“Aqui se inicia/ uma viagem clara/ para a encantação...”
Os versos, dos primeiros escritos pelo poeta, parecem se
ajustar perfeitamente ao dia de hoje. Morreu o poeta Ferreira Gullar, aos 86
anos. Ele inicia agora uma viagem clara para a encantação.
O Gullar que iniciou hoje a sua viagem para a encantação é esse, o poeta de figura estranha, magro e quixotesco espantalho, a cantar a vida, o amor e a revolução |
Por Joan Edesson de Oliveira*
Escrevo com a sensação de que havia dois em um só. Havia um
poeta, dos maiores do século vinte, e havia um homem cada vez mais amargurado
que escrevia para jornais no início do século vinte e um.
Havia esse Gullar bilioso, autor de um texto rancoroso, de
uma coluna da qual jorrava, em profusão, um ódio aparentado com a inveja. Esse
Gullar parece ser aquele eleito para a Academia Brasileira de Letras,
perfeitamente à vontade no seu embolorado fardão. No dizer da acadêmica Nélida
Piñon, Gullar “estava feliz com o convívio acadêmico”, em conviver com aqueles,
ainda segundo ela, que são “a elite intelectual do Brasil”. A julgar pelos
últimos escritos de Gullar, pelo conservadorismo e pelo ranço elitista que
escorriam das suas colunas, talvez fosse verdade mesmo.

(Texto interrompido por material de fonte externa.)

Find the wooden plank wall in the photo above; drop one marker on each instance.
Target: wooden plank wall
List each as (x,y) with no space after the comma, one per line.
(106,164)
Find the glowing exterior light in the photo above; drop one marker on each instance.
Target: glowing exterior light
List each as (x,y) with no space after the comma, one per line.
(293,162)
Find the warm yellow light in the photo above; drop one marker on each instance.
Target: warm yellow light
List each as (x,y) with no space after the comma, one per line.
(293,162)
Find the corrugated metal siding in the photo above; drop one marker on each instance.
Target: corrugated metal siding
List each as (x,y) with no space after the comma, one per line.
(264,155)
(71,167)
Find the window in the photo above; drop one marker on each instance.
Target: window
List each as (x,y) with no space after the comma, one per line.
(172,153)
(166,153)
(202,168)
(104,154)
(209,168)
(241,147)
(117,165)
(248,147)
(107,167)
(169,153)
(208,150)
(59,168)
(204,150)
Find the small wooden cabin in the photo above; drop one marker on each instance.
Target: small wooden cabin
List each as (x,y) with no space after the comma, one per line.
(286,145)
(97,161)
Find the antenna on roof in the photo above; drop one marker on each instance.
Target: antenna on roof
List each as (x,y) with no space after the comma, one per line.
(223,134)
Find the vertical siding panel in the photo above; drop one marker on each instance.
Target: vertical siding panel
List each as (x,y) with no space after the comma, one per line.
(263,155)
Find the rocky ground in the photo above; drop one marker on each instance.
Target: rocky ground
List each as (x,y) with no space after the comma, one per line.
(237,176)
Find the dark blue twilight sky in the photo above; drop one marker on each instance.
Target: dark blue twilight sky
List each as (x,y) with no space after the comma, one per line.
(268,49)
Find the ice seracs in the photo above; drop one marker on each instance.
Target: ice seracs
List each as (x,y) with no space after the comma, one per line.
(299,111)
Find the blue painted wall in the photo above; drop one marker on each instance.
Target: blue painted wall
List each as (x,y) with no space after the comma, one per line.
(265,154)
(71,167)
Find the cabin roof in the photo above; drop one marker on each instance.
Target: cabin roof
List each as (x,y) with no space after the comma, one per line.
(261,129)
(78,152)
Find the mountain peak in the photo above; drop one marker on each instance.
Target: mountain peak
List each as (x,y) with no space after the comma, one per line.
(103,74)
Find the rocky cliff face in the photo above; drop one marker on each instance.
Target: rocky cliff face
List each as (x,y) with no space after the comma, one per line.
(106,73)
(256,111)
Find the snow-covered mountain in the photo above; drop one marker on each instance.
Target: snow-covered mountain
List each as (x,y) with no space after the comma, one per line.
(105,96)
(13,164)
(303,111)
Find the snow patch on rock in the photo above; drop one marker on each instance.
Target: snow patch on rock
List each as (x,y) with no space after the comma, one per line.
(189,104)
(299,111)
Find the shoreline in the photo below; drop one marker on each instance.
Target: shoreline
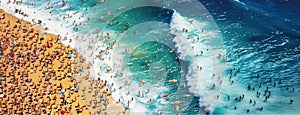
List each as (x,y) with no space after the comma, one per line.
(81,84)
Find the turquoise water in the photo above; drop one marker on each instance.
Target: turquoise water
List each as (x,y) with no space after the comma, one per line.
(261,38)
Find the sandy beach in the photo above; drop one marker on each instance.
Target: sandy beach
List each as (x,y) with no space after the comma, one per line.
(46,76)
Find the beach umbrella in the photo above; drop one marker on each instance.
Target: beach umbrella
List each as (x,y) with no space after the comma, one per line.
(63,112)
(62,92)
(72,88)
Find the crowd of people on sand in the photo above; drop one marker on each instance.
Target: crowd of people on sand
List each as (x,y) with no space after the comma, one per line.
(26,51)
(36,74)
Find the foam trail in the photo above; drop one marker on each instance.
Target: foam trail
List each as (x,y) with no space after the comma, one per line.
(200,82)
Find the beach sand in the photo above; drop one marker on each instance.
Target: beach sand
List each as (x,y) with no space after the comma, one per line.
(40,75)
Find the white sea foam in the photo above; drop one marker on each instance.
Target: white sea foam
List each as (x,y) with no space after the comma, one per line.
(200,82)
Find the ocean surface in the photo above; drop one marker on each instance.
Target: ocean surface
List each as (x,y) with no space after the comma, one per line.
(220,53)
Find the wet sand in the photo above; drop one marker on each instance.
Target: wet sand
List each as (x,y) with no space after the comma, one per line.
(45,75)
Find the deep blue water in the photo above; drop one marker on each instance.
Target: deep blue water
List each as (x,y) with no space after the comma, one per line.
(261,38)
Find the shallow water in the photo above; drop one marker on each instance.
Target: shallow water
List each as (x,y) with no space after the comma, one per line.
(261,41)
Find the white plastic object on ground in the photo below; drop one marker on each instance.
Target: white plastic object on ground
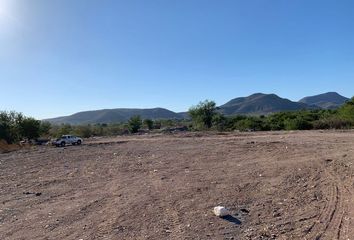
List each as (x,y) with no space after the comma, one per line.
(221,211)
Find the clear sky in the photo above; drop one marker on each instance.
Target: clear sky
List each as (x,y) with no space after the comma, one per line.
(58,57)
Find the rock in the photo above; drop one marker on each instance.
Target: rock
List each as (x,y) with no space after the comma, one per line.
(221,211)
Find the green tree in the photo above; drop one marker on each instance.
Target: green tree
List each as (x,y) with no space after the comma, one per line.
(346,112)
(44,128)
(9,126)
(202,114)
(29,128)
(134,124)
(149,123)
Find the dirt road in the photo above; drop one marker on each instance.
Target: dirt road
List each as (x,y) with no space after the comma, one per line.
(280,185)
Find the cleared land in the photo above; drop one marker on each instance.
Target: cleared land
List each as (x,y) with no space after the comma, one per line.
(281,185)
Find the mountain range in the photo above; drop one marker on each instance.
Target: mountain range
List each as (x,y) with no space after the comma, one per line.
(255,104)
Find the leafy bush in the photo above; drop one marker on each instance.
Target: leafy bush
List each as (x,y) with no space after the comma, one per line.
(202,114)
(134,124)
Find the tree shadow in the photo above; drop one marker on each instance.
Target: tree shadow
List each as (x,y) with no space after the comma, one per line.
(232,219)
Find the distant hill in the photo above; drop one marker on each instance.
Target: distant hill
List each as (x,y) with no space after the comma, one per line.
(256,104)
(261,103)
(330,100)
(114,115)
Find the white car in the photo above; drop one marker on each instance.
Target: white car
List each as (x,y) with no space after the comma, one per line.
(67,139)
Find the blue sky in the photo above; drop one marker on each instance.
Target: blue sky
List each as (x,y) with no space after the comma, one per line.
(59,57)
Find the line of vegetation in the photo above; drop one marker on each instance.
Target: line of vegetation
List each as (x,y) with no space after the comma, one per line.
(204,116)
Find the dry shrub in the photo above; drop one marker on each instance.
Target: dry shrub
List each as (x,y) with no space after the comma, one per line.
(5,148)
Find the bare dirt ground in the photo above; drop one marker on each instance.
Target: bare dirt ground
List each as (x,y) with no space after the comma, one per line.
(280,185)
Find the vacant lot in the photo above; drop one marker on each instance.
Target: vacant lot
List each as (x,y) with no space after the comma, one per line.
(281,185)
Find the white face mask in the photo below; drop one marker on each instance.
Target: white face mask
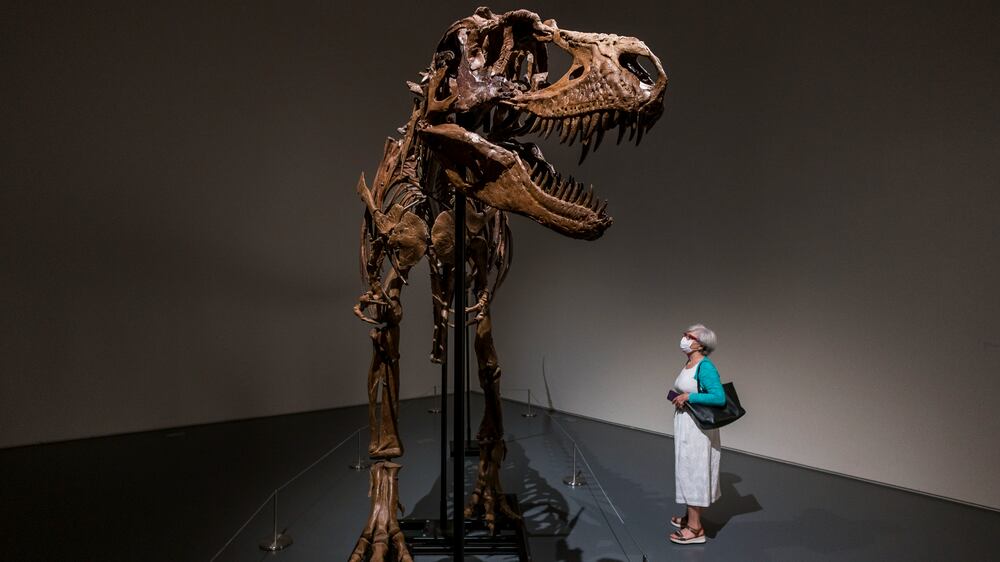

Talvez ele estivesse
mesmo bastante satisfeito no convívio com intelectuais do porte de Fernando
Henrique Cardoso, José Sarney e Merval Pereira, fina flor do pensamento
nacional.
Mas havia outro Gullar, o poeta de verso poderoso, de
lirismo devastador, que manejava a palavra feito dinamite como em “O poema
sujo” ou “Dentro da noite veloz”.
Esse outro Gullar é que nos faz e nos fará mais falta ainda.
É o poeta do início ainda, a inventar caminhos: “Caminhos
não há/ Mas os pés na grama/ os inventarão”. É o poeta concreto, a experimentar
uma nova estética para o poema, a romper com o verso, ousado, sem medo. É o
poeta a pagar seu tributo de homem do norte na sua experimentação do cordel, na
“Peleja de Zé Molesta com Tio Sam”, em “João Boa-Morte”, dentre outros.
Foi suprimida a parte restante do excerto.